Narrative Creationists Threaten Cameron With A Hung Parliament


The ebb and flow of politics takes a new twist this week. Cameron's declared new policy of reptriating powers from the EU has sent his eurosceptic wing into a pleasant and profoundly content doze, despite great outpurrings of despair at betrayal by activists. Declaring in a relaxed and unaggressive style a programme of effective non-obedience to the Lisbon Treaty is in truth more than most of the 'sell-out' declarers feared they would get. But on the other hand, Cameron has delivered a nasty jolt to (e)utopians, who imagined Cameron would only offer token resistance.

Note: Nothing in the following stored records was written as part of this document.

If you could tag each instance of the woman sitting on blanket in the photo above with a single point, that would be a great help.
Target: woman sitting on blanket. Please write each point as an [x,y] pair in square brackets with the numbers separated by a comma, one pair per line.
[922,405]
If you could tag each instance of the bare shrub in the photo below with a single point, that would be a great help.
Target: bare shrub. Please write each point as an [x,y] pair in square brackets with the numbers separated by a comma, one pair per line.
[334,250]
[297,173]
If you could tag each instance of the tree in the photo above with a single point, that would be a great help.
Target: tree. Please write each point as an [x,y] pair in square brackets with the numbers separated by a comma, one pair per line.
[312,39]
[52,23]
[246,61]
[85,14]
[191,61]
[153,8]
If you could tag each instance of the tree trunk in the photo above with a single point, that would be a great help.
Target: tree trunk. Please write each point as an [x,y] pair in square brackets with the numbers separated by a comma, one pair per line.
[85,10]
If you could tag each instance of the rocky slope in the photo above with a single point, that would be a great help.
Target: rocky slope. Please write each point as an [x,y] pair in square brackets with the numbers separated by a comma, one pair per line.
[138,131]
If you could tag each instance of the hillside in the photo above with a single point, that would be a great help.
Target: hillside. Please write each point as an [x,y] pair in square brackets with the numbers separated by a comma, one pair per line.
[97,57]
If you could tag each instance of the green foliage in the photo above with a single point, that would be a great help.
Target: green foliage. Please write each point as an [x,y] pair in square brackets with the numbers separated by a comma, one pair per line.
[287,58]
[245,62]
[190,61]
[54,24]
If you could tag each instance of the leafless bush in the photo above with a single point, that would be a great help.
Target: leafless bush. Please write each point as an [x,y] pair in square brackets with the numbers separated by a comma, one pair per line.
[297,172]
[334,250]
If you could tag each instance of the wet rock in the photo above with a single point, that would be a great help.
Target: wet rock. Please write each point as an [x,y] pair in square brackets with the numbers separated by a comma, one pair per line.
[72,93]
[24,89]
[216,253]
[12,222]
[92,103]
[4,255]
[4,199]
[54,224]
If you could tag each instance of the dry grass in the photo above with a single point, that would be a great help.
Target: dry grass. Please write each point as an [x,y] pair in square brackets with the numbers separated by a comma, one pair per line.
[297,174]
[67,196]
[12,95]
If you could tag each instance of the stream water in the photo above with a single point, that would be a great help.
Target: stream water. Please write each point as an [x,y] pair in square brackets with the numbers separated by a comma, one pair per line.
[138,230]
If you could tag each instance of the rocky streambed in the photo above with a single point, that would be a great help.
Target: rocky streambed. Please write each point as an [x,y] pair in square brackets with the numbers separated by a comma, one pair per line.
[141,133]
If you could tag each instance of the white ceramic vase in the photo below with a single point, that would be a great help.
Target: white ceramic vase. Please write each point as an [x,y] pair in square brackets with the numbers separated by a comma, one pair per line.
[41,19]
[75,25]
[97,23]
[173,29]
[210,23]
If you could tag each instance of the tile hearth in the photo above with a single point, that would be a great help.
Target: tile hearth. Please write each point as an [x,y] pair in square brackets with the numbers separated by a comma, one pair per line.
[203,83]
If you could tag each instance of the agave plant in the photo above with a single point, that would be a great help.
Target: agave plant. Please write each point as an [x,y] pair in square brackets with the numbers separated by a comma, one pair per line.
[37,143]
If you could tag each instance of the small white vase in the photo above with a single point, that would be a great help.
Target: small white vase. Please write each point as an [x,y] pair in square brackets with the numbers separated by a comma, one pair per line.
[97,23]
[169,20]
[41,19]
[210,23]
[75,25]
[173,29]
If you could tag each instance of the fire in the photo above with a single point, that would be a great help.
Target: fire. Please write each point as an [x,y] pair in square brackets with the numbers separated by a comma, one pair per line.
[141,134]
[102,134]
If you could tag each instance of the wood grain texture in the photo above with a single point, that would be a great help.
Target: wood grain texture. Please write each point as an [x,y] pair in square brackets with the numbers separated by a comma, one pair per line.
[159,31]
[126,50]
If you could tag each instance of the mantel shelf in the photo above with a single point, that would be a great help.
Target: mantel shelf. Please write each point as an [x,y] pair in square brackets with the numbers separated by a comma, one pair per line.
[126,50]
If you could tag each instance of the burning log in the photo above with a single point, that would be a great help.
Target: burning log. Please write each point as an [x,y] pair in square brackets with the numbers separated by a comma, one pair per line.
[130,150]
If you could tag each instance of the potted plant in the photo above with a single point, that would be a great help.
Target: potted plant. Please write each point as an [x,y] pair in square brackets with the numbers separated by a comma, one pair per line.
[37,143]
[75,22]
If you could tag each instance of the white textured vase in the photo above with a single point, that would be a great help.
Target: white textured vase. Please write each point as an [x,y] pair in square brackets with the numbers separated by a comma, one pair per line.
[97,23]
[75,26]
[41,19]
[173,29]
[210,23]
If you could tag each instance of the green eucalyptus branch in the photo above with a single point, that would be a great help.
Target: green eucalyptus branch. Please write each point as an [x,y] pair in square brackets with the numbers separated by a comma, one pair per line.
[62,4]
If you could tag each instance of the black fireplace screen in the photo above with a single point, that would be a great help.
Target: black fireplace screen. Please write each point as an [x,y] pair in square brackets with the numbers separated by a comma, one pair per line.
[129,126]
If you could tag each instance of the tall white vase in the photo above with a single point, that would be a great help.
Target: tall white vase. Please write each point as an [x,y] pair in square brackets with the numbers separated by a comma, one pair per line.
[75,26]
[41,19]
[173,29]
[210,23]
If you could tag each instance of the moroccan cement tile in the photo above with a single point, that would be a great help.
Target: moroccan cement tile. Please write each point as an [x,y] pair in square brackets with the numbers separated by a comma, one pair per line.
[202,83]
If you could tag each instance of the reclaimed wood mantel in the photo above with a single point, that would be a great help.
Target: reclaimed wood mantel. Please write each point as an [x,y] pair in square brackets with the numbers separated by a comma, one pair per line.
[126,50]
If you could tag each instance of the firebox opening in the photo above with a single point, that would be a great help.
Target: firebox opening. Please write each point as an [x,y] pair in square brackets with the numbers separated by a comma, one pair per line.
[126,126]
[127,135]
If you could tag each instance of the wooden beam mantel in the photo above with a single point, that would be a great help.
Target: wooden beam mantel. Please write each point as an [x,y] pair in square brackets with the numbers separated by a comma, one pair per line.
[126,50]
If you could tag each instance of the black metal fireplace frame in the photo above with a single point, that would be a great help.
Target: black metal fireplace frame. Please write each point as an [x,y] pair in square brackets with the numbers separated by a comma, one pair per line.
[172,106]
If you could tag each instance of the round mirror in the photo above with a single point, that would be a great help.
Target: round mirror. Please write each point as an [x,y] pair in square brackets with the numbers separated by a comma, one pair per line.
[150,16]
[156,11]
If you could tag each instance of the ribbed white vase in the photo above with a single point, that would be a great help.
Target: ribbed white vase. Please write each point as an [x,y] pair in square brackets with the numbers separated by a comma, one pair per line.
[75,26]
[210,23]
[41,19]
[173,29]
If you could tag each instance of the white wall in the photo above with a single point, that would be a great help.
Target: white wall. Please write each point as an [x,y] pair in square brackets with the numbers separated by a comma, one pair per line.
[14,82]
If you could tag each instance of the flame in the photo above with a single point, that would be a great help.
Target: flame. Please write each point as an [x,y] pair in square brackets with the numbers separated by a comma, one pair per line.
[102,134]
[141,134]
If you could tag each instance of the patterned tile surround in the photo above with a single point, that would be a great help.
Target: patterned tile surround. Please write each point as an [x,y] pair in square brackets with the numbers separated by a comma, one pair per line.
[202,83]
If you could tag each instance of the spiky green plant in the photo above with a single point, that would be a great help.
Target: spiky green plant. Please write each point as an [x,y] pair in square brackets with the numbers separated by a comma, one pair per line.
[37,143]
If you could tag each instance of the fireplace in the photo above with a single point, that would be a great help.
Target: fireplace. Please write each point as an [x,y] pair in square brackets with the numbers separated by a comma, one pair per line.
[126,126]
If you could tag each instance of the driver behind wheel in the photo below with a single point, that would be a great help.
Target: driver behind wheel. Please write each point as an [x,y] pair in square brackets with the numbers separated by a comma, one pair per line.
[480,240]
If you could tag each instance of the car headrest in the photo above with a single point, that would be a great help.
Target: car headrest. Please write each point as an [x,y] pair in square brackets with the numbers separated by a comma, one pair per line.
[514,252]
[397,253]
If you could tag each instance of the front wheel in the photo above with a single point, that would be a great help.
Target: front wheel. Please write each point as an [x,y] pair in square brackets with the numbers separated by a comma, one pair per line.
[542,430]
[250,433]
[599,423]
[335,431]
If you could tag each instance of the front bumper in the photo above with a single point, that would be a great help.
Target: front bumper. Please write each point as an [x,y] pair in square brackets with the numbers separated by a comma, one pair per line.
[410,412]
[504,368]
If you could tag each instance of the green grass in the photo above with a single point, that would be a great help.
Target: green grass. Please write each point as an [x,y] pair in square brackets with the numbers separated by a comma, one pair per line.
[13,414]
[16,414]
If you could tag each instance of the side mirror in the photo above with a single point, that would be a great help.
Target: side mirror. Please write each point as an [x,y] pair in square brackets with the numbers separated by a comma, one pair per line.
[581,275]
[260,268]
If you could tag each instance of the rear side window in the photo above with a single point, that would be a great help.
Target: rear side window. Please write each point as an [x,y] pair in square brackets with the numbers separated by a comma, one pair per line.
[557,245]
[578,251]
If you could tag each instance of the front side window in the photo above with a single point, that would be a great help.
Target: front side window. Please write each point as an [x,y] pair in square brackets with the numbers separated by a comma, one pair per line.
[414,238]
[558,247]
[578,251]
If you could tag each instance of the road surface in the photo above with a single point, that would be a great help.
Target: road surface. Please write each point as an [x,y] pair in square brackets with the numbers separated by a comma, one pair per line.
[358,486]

(E)utopians, imagining themselves the main kids on the block, are not going to accept Cameron's new slant lying down, of course, and they will be looking at their various options, in the light of this shocking example of folly from Cameron. The first of these options is whether Cameron's electoral hopes can be halted in their tracks. Any election or referendum can be rigged to order these days, and while they had imagined a Cameron victory would be putting the next (e)compliant Blair into Downing Street, the election controllers would have permitted him his majority.

But now they are quite clearly contemplating another strategy - rigging the ballot to a far greater degree to the point where a Hung parliament results.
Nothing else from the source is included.